Spaghetti del Castelletto with seafood

by Redazione 09/08/18
1997 |
|
Spagnetti del Castello ricetta Doctorwine

This recipe is from the legendary cook Clementina Viezzer, AKA Clemi, the hostess at Osteria al Castelletto in Pedeguarda di Follina, in the province of Treviso, and should be paired with a Valdobbiadene Prosecco Superiore Vigneto della Riva di San Floriano 2017 Nino Franco.

Ingredients for 4 people:

400g spaghetti, 600g scampi, 600g jumbo mazzancolle shrimp, 400g tiny squid, 1 lobster, 400g scallops, 1 garlic clove, hot chili pepper, extra-virgin olive oil, 600g zucchini, parsley, basil, tarragon and thyme.

Directions:

Heat the olive oil in a broad pan with a chili pepper and a peeled and split garlic clove.

Add in the seafood beginning with the squids and cook over a medium heat (15 minutes).

In the meantime, cut the zucchini into thin discs.

When the squid is cooked add in the scampi and shrimp and cook for 5 minutes splashing in 1 cup of Valdobbiadene Prosecco Superiore Nino Franco.
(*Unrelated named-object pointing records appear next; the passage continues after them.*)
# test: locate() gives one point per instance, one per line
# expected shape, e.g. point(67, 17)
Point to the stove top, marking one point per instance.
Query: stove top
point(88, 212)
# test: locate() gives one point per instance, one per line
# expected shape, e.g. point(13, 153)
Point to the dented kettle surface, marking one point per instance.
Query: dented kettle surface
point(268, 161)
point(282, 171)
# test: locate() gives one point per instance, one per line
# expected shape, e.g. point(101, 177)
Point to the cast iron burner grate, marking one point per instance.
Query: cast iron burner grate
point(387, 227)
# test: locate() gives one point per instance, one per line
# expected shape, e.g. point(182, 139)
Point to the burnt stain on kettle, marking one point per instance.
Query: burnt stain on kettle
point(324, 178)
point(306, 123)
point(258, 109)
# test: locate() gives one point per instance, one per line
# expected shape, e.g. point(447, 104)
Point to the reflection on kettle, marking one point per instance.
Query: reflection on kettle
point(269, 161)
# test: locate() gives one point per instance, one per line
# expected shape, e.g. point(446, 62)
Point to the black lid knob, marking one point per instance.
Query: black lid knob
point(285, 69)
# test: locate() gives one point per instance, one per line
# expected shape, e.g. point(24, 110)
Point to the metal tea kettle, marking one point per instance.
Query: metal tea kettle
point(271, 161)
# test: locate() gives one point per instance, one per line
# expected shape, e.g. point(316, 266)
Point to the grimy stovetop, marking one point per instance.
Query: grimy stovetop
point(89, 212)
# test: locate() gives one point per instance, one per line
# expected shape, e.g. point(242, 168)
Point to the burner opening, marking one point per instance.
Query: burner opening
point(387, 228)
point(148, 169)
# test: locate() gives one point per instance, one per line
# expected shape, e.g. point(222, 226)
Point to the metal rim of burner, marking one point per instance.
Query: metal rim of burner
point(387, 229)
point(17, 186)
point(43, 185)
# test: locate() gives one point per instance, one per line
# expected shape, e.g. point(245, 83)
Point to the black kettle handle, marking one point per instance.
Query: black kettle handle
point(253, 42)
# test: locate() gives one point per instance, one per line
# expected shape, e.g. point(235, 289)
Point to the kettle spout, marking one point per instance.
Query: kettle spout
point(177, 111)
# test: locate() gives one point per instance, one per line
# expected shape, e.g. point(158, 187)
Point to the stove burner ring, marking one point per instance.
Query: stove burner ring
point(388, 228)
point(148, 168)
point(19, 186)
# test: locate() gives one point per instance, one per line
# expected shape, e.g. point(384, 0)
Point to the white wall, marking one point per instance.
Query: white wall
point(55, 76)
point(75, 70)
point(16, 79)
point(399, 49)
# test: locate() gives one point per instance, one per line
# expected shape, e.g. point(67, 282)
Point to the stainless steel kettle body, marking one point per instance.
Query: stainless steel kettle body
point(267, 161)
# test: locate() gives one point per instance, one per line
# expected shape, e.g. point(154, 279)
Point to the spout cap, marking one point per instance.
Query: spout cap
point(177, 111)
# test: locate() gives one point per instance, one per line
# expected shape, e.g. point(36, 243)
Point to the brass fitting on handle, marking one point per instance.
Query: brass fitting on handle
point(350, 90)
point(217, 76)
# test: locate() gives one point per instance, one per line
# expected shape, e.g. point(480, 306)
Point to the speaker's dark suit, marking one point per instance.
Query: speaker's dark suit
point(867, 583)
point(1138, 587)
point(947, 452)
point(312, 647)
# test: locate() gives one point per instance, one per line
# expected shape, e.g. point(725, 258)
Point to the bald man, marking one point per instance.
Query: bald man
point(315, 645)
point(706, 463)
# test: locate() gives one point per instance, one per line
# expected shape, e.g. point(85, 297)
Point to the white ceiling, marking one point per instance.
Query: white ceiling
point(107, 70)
After five minutes add in the lobster meat and scallops.

Cook the spaghetti for 8 minutes or until it is al dente (slightly undercooked).

Drain and put the spaghetti in the sauce pan and add all the herbs: parsley, basil, tarragon and thyme.

Stir everything together, adding in some of the pasta water.

Wine to pair:

(edited by Stefania Vinciguerra)

Valdobbiadene Prosecco Superiore Docg Vigneto della Riva di San Floriano Nino Franco

Pale and bright straw yellow color with fine foam. Complex aroma of fruit salad, peach, apple and lime with the heady scents of wisteria and orange flowers. On the palate the wine shows the same intensity, supported by good acidity. Fresh fruit, elegance and depth. Fine and persistent perlage.

Production Area: exclusively Rive di San Floriano vineyard, in Valdobbiadene.

Grape Variety: 100% Glera, with harvest selection.

Wine-making: pressing, destemming, cooling of must and fermentation at a controlled temperature in steel tanks. Second fermentation in cuve close (Charmat Method).

Type: Brut.

Alcoholic Content: 12% vol.

Serving Temperature: 6-8° C.

Suggested Food Pairing: drinkable along the whole meal. Perfect matching with oysters and salty fishes. Very pleasant with local salami called sopressa.